I ran behind as fast as I could, following the faraway torchlight. But after one turn there was a T-junction. and both sides were illumined, as if by fire-torches. And to confirm my fears, both sides had 4. My love had an instinct, and I knew which way to go, I was in tears, my fear of losing her coming true..
And that's when I encountered, this smiling pot-bellied person. He was dressed in ancient, an Arabic sultan like costume. He commended my will, my truth and my love, for there was no other way, I could've taken the correct route. But he said my time with her, had to come to an end. She was special, and had to be returned, to the abode she belonged. I could not touch, then realized he was either a ghost or an illusion. He blessed me with one last view of her. A transparent wall, perhaps a screeen behind which I beheld her still running. But when I went there, I only crossed her. It was just a screen, with another one after it. I instinctively crossed, perhaps hoping to get away from him and maybe towards her. Only to see a small cage door shutting another exit from the mountain.
I looked behind, and there was only darkness. She was gone! I pushed open the cage door and crouched out. Now this below me is that hole I crouched out of. The cage door is gone, and as I too agree, inside this hole, within visible sight, is only a wall. And yes, this is at the other side of the mountain we found the cave in. And nobody has seen that cave since, not even me. It was there to call her, and take her it has.
But society wanted answers, and those I had none. My grief of losing her, had numbed my mind. So answers were woven. My live-in partner, equally grieving, said my story did sound concocted. An earlier roommate whose barking, red-eyed dog I'd always detested, said I was known to steal and hide things, which the dog had hated.

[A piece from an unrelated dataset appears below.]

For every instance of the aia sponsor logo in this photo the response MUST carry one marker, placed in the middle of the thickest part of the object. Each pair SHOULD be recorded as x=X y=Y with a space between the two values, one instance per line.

My workplace colleagues were made to say in unision I had issues. I was "not interested" in work, good enough comment to create a negative perception in public, but of course not legally holding them compliant. Smart move government, or public prosecutors!
All my social media pieced out, by government or "ethical" hackers. Of course the ethical hackers found nothing, and since they'd done a faster job, the government didn't get enough time to plant something.
Physical evidence couldn't be placed, for they feared if the girl is "dug out" (god forbid) from someplace else, they'd have a hard time explaining.
So well, the girl was last seen with me, and my only defence was this incredible fact. (Even my lawyer suggested I say she was kidnapped, and I hadn't seen the license plates, but I'd refused for that wasn't the truth).
I am in this prison, as the search and trial prolong. And I know this is where I'll be, and don't want to be outside anyways, till my time on Earth. that pot-bellied messenger, his ever peaceful face, hope it fulfills my last wish, that life after at least, be in the place he took her, in my child's abode!